# The Bar Problem

Suppose a local bar has 100 regular patrons. The bar is rather small, and going there is enjoyable on a given night only if fewer than 60 people show up. This is a problem: I want to go to the bar, but I expect to enjoy it only if you don’t come. But I know that you’re thinking the same thing about me. If no one communicates in advance, how many people will tend to turn up at the bar?

In a 1994 computer experiment, Stanford University economist W. Brian Arthur assigned each patron a set of plausible predictive rules on which it might base its decision. One rule might predict that next week’s attendance will be the same as last week’s, while another might take a rounded average of the last four weeks, and so on. Then, in practice, each patron would downgrade its badly performing rules and promote the more successful ones, and revise these ratings continually.
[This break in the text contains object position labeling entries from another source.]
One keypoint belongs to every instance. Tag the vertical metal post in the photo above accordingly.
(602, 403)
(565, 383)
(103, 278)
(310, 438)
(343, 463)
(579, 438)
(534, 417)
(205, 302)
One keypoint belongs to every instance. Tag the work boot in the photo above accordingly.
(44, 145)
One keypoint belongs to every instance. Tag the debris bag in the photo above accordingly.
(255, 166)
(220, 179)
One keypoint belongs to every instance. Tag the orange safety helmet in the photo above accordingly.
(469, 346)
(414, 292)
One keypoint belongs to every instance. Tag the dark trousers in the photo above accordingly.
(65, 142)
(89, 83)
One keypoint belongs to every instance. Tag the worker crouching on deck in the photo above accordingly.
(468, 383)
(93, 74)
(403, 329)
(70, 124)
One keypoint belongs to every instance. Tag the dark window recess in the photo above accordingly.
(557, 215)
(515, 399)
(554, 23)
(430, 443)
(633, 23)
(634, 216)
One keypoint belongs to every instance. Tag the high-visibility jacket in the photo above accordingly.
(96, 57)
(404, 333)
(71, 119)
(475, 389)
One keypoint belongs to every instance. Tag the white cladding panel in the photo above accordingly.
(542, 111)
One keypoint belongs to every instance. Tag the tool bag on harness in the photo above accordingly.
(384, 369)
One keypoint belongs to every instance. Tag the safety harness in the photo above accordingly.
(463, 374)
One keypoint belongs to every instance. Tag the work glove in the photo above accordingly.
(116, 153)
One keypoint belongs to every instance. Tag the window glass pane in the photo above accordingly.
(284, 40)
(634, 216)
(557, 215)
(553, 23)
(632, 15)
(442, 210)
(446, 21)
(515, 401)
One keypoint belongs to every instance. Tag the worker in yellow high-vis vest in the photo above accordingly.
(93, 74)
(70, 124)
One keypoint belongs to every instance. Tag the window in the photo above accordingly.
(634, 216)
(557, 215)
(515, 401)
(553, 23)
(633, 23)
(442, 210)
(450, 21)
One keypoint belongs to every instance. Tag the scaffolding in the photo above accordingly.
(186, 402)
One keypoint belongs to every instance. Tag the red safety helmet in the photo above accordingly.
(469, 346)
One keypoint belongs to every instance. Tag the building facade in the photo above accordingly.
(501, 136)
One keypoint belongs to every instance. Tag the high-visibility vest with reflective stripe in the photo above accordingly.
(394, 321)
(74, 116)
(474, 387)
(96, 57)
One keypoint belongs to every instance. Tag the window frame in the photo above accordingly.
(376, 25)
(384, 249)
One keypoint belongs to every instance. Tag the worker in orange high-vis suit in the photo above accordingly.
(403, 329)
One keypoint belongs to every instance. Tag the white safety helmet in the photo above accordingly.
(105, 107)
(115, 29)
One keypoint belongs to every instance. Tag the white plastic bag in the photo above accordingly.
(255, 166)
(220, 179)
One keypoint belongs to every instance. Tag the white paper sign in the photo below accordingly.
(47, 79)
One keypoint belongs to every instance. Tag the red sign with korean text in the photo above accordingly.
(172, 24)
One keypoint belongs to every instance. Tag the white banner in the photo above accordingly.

What he found is that the mean attendance converges to about 60, forming an “emergent ecology” that Arthur said is “almost organic in nature.” The population of active predictors splits into a 60/40 ratio, even though it keeps changing in membership forever. “To get some understanding of how this happens, suppose that 70 percent of their predictors forecasted above 60 for a longish time. Then on average only 30 people would show up; but this would validate predictors that forecasted close to 30 and invalidate the above-60 predictors, restoring the ‘ecological’ balance among predictions, so to speak.”

This is heartening to see, because life is full of such murky decisions. “There is no deductively rational solution — no ‘correct’ expectational model,” Arthur writes. “From the agents’ viewpoint, the problem is ill-defined, and they are propelled into a world of induction.”

(W. Brian Arthur, “Inductive Reasoning and Bounded Rationality,” American Economic Review 84:2 [May 1994], 406-411.)